What we teach and how we teach is evolving to keep pace with the expectations our future graduates will face.
A change is needed
The way we have been teaching math isn’t working, not just in the San Francisco Unified School District but across the nation, as is evidenced in international tests of math achievement.
In San Francisco, nearly half of our students fail to reach proficiency in Algebra 1 the first time they take the course in eighth grade, and many of these same students continue to struggle through high school math.
The new California Common Core State Standards present a great opportunity.
A new approach to teaching math
The introduction of new standards gives SFUSD an opportunity to better define a coherent, focused and rigorous math curriculum. The new standards focus on students learning more deeply about the processes of math — and, of course, problem-solving, reasoning and explaining their thinking.
Teachers will offer rich mathematical experiences, rather than being defined by a specific textbook. Students will work together more often to solve problems.
But what we mean by learning more deeply is that now they will be expected to explain how they got the answer by showing different ways of solving the same problem and making the connection to other math concepts and real-world situations.
What’s important to know is that teachers will be focusing on fewer concepts to allow students to gain an understanding of each one. And according to the best mathematicians in the country, the Common Core State Standards are much more rigorous and relevant.
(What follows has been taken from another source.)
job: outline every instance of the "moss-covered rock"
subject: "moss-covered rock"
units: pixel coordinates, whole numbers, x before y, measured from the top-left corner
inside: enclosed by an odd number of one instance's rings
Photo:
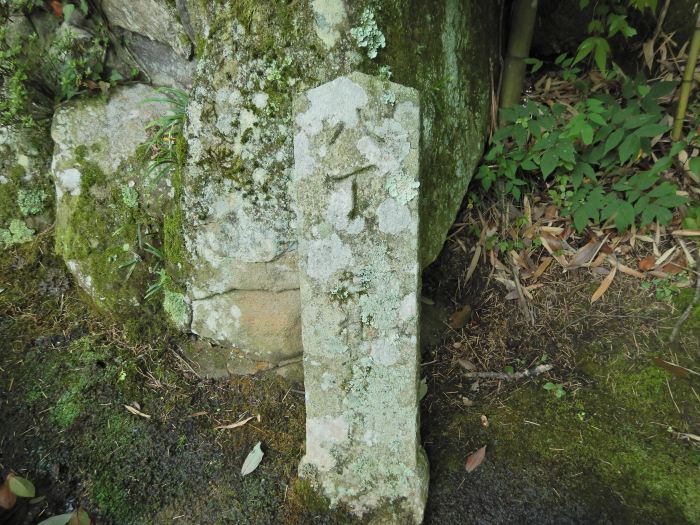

Rigorous means depth of understanding
It used to be that the word rigor implied doing more advanced math at earlier grades. Parents may have thought that their child’s success relied on taking Algebra 1 in middle school. In the CCSS math-course sequence, middle school math includes algebra in every grade level, with increased exposure as the grades progress.
This course sequence ensures a solid middle-grade foundation that prepares students for college mathematics. The standards that defined an Algebra 1 course under the old California standards are now divided between the CCSS Math 8 course and the CCSS Algebra 1 course, which all students will take in ninth grade.
The CCSS Math 8 and CCSS Algebra 1 courses also include content from more-advanced high school courses and concepts not previously taught in middle and high school math, especially statistics.
But here’s the really big shift: When it comes to education, rigor actually means depth of understanding. In fact, this is how we are now looking at all aspects of how we teach students.
This positive momentum is system-wide. More and more you will see students working in collaboration, explaining their reasoning and arguing from evidence in all their academic subjects.
Teachers leading the way
So now, as we move into the Common Core State Standards in math (CCSS-M) we’ll see dramatically increased rigor and alignment in K–12 mathematics.
All schools in the SFUSD are expected to fully implement the CCSS-M in the 2014-15 school year and we are well on our way.
We have mentor-teacher-led teams helping to educate their peers in using this new set of standards that reflect the kind of academic rigor necessary for success in college and careers.
And just as relevant, I hear first-hand from many math teachers that the CCSS-M is way more fun for students and for teachers.
Richard A. Carranza is superintendent of the San Francisco Unified School District.